RNIB Scotland represents the interests of blind and partially sighted people. Our small team covers 13 or 14 substantive policy areas of the Scottish Government’s programme and the Scottish Parliament’s work, and we engage regularly with MSPs and senior civil servants on a whole panoply of Government policy issues.
If we had to report further on the communication methods that we employ to do that, it might go some way towards achieving greater transparency, but it would also place a bureaucratic and administrative burden on RNIB Scotland, which is essentially a charity. Although we are a large charity, most of our staff do service work and not public affairs work, which means that there would be a lot of pressure on our small public affairs team.
If the reporting requirements were extended much further, we would have to consider how we could afford to meet those, and we would also have to find a way of costing that work. We would not want to reduce our main activity in order to find the staff resource to cover such administration, but we would have to find a way of doing so.

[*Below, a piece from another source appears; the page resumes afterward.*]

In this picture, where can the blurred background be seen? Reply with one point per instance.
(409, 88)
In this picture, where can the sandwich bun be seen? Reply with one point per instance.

Many activities that are pertinent to blind and partially sighted people in Scotland are carried out by local authorities. We therefore regularly bend the ears of councillors and council officials, and we spend an awful lot of time engaging with them. If the direction of travel is to extend the act at some point, we would assume that its application to local authorities would have to be considered, because a lot of lobbying goes on in that regard. If we were to go down that route, we would have to set up a whole cottage industry of monitoring officers and organisations to cope with all the bureaucracy.
I flag that up not as a reason not to extend the act’s reach, but to highlight that it would have an impact on RNIB Scotland and, I would imagine, on an awful lot of other organisations. How would we service those requirements, and to what end? We must ask to what extent the public go and scrutinise such information, and what they get from that.
I have one suggestion, which might not be popular with committee members. We might want to consider whether there is a way of publishing MSPs’ and senior civil servants’ work diaries. If they were to be put in the public domain, they would show, for example, that a certain MSP, in their meetings with RNIB Scotland, had discussed issues relating to a transport bill.
Rather than organisations having to administrate all their own reporting, the information could, with a bit more resource, be gathered centrally by pooling all MSPs’ records. That would make for a smoother system, although I appreciate that putting members’ diaries in the public domain might cause other issues. It is just a suggestion.